Member of Parliament for Mymensingh-15
- In office 7 April 1973 – 6 November 1975
- Preceded by: Position created
- Succeeded by: Ashraf Uddin Khan

Personal details
- Born: 29 January 1930 Mymensingh, Bengal Presidency, British India
- Died: 27 May 2005 (aged 75)
- Party: Bangladesh Awami League

= Md. Shamsul Haque =

Bangladeshi politician

Md. Shamsul Haque (29 January 1930 – 27 May 2005) was a Bangladesh Awami League politician and a Jatiya Sangsad member representing the Mymensingh-2 and Mymensingh-15 constituencies. He was elected to parliament from Mymensingh-2 as a Bangladesh Awami League candidate in 1991 and 1996.

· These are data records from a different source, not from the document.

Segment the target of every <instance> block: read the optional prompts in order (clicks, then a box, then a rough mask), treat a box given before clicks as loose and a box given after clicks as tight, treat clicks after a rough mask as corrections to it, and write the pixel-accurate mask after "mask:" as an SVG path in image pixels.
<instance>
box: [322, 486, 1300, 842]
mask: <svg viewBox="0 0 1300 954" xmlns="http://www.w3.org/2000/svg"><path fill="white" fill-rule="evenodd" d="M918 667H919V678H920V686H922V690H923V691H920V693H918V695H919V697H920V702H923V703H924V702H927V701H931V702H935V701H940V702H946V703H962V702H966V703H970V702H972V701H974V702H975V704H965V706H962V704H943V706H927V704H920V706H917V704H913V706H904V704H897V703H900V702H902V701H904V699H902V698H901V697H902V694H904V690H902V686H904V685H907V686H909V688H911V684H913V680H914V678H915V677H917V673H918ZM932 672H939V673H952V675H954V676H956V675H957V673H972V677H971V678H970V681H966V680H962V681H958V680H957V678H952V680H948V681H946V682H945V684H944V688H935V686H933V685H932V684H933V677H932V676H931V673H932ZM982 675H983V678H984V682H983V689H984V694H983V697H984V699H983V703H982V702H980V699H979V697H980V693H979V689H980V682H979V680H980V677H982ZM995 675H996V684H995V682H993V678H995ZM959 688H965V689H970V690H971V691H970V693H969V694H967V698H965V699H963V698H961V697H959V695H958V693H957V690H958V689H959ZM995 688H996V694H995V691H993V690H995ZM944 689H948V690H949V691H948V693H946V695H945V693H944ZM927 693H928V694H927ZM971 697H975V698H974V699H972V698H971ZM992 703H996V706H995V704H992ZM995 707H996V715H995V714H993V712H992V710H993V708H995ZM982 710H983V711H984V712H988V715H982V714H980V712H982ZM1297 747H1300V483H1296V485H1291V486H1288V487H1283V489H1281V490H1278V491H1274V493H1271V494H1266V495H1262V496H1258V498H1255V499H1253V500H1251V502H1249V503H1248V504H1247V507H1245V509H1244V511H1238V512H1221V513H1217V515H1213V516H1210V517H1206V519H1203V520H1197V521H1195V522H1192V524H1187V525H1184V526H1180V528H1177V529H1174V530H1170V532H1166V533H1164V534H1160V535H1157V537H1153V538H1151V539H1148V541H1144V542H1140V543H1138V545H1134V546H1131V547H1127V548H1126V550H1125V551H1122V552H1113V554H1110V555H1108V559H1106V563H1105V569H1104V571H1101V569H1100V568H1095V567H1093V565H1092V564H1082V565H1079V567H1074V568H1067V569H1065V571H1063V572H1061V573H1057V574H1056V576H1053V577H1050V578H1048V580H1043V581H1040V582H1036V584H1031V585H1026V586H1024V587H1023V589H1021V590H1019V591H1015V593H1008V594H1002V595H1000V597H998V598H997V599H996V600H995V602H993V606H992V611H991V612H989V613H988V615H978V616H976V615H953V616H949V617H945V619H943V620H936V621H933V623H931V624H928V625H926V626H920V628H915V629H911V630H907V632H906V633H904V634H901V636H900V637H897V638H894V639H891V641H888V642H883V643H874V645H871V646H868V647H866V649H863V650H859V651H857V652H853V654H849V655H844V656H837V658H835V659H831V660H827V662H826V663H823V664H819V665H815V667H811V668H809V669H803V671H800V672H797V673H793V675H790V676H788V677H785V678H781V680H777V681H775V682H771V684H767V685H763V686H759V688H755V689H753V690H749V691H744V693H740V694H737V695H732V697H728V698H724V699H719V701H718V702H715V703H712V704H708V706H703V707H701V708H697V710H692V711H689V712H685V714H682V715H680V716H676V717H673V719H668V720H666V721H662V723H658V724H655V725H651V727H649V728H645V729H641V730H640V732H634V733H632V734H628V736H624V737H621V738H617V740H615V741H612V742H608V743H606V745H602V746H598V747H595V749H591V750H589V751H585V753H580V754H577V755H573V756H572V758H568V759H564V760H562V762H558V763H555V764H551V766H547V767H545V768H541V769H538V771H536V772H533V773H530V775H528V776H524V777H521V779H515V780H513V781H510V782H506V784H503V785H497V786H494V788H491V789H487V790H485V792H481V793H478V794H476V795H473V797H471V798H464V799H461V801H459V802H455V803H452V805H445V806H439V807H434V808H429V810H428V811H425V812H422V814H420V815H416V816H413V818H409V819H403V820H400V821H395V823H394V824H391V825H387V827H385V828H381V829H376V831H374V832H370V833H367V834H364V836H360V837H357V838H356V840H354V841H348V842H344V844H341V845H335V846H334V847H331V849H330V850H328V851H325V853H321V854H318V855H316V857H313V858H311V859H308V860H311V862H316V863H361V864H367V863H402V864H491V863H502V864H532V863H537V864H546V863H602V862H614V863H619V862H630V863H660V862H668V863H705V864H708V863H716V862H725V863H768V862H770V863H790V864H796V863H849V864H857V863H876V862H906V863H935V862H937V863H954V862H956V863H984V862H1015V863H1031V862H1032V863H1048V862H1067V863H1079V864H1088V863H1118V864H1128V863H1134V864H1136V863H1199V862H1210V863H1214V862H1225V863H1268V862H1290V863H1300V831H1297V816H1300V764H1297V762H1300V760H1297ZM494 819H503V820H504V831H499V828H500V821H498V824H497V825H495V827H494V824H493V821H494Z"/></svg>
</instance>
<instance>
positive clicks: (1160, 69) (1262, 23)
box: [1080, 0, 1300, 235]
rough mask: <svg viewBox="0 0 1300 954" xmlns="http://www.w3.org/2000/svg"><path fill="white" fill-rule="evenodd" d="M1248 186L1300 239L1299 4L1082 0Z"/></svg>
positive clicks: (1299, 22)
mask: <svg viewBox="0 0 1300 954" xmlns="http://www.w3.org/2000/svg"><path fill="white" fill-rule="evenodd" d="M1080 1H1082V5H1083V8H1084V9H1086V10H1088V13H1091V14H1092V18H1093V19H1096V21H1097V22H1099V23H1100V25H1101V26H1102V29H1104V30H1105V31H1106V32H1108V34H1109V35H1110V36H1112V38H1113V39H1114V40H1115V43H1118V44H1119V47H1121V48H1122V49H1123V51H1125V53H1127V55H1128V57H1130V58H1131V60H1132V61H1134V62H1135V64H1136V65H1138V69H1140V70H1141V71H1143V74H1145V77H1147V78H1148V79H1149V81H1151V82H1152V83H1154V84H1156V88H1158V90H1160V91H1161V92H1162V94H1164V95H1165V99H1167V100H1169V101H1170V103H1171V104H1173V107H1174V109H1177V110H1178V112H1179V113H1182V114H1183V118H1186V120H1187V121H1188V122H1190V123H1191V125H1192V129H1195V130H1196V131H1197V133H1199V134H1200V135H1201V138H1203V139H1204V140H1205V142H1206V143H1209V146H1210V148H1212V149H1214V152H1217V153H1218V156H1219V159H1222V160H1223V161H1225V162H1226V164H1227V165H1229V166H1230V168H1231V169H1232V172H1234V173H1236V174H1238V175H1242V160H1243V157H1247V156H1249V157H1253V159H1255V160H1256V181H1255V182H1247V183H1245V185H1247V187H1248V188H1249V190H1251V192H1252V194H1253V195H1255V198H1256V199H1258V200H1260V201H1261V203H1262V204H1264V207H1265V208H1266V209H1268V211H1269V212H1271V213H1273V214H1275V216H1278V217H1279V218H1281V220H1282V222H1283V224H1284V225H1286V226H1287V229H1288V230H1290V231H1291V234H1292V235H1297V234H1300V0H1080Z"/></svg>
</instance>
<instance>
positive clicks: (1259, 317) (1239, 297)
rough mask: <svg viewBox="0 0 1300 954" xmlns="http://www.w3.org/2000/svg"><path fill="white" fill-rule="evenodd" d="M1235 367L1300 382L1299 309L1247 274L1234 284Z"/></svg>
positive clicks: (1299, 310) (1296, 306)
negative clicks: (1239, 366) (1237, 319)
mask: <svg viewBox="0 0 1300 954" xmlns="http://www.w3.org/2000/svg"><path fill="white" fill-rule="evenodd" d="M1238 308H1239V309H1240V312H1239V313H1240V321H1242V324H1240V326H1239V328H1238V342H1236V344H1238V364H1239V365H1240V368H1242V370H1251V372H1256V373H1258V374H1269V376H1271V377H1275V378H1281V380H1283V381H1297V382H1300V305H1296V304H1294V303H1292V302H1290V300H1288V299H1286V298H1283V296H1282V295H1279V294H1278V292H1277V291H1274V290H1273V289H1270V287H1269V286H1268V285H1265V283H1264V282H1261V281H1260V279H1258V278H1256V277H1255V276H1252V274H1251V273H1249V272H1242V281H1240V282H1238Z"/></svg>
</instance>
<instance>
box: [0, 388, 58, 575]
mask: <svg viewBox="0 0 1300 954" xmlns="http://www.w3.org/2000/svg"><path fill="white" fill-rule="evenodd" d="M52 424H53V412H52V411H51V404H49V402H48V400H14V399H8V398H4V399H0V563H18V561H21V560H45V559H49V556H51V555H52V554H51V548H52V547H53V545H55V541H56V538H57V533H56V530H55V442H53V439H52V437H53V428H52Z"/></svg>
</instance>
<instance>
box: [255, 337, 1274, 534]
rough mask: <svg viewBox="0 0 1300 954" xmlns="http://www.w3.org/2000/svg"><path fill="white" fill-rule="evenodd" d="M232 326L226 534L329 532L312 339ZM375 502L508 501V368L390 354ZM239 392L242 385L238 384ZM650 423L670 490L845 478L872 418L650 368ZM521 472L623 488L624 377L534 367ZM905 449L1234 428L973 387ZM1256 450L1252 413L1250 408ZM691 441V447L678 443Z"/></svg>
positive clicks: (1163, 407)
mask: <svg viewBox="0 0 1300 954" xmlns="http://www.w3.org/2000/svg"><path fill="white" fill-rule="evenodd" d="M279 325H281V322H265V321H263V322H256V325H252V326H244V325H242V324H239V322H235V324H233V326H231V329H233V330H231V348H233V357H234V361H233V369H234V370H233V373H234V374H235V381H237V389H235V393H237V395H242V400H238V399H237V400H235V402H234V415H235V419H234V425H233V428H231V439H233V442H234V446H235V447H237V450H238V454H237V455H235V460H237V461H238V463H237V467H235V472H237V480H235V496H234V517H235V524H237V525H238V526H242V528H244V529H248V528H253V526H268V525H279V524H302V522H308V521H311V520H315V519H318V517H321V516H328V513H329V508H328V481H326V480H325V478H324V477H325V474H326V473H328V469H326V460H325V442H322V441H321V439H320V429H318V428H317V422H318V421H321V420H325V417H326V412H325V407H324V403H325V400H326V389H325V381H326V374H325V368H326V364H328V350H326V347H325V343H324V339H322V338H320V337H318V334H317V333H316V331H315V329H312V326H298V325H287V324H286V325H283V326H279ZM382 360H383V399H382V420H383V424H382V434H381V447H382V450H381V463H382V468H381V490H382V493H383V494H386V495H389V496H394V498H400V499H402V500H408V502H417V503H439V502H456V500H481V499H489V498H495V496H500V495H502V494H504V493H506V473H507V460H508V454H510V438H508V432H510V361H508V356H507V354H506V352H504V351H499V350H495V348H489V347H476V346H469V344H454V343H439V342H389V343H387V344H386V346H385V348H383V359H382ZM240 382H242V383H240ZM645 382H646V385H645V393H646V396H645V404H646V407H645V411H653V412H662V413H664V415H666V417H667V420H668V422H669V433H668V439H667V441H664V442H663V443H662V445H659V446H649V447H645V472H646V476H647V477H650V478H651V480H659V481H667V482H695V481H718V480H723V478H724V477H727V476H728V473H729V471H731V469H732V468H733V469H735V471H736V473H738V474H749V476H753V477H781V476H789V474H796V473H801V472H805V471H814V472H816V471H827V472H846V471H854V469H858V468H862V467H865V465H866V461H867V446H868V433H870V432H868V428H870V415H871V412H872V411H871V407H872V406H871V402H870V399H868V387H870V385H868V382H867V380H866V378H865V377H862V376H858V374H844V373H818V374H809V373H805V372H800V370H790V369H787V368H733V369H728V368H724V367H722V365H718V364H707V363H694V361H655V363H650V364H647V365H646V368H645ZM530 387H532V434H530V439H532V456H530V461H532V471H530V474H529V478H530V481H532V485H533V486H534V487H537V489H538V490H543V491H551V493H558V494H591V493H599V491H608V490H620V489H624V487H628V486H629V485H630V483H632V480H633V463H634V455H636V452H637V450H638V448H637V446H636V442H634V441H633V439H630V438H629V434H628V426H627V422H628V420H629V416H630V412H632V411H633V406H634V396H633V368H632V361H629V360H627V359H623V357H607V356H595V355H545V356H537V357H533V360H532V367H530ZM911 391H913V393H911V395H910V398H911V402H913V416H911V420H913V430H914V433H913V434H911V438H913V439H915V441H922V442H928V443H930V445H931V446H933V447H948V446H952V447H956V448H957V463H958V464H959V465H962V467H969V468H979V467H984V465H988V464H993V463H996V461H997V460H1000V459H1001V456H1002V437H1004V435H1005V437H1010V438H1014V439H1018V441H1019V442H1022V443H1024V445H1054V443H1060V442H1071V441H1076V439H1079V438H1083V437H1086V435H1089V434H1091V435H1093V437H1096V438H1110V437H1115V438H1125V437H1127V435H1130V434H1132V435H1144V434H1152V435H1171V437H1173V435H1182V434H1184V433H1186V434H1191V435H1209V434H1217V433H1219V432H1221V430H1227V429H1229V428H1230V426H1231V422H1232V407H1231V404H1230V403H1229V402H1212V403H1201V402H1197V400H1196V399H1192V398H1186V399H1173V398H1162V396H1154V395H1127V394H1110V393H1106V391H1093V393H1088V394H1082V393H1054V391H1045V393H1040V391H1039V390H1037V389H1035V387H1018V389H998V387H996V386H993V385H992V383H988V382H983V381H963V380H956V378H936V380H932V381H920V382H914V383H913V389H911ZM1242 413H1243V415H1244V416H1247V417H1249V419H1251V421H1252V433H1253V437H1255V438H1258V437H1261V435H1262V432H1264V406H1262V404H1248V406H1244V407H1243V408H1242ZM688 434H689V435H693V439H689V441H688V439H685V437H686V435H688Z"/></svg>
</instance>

Shamsul Haque was awarded the Ekushey Padak posthumously for his contribution to the Bengali Language Movement.

== Early life ==
Shamsul Haque was born on 29 January 1930 at Tarakanda Upazila in Mymensingh. He studied in Ananda Mohan College. He was jailed for his involvement in the Bengali Language Movement.

== Political life ==
Shamsul Haque was five time Member of Parliament for Mymensingh-15 and Mymensingh-2. He served as the Fulpur Upazila Parishad chairman in 1988. His son Sharif Ahmed was also the member of parliament for Mymensingh-2.